The European Union buys 110,000 monkeypox vaccines, and the Netherlands stockpiled itself |  Currently

The European Union buys 110,000 monkeypox vaccines, and the Netherlands stockpiled itself | Currently

The European Commission has signed a contract with the North Bavarian Danish company to buy just under 110,000 monkeypox vaccines, the European Commission said on Tuesday. Vaccines will be distributed as soon as possible among EU member states, Norway and Iceland. The Netherlands has decided not to buy any vaccines now.

More and more monkeypox infections are being detected in the European Union. According to the latest figures, sixty people in the Netherlands have contracted the virus. Several infections have already been detected in neighboring countries.

“Ensuring that vaccines reach member states quickly and efficiently after the outbreak is our moral duty,” said Margaritis Schinas, Vice-President of the European Commission. Northern Bavaria will deliver 109,090 vaccines to the European Commission in the foreseeable future.

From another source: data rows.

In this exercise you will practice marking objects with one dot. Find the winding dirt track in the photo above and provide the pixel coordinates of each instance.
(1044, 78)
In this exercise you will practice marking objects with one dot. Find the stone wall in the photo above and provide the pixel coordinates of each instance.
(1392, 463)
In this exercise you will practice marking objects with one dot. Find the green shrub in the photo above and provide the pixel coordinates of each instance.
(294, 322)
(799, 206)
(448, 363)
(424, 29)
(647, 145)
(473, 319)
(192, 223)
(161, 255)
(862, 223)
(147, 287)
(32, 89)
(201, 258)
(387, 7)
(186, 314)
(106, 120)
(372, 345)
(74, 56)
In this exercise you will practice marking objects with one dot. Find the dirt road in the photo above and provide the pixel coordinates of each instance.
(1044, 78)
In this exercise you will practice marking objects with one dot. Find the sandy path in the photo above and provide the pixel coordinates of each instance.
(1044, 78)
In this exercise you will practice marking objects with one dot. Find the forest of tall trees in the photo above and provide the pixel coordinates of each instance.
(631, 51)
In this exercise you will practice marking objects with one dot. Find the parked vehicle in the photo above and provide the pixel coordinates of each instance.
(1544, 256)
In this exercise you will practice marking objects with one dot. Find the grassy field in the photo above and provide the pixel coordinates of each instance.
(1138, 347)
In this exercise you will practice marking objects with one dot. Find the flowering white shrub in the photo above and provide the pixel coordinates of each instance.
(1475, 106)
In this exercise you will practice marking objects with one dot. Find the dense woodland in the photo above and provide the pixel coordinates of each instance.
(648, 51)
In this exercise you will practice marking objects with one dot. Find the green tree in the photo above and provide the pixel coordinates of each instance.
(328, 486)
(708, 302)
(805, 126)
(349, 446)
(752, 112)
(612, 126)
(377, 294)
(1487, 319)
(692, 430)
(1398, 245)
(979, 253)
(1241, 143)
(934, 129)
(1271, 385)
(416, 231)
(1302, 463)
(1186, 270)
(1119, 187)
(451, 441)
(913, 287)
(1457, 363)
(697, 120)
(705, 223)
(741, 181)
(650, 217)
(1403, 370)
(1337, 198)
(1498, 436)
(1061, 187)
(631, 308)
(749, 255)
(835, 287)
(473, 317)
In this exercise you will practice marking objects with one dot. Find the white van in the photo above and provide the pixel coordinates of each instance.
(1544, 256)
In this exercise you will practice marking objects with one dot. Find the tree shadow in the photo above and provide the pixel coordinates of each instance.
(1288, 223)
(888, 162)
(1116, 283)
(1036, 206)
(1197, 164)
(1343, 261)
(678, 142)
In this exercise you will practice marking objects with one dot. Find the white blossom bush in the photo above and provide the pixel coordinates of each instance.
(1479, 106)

These will be distributed to all member states, Norway and Iceland. The committee does not specify which country will receive the number of vaccines. In 2019, the Netherlands itself purchased about 100,000 monkeypox vaccines from the same company and also has a strategic stockpile for which no figures have been disclosed. “Therefore, we have decided not to participate in the purchase this time,” a spokesperson for the Department of Health said.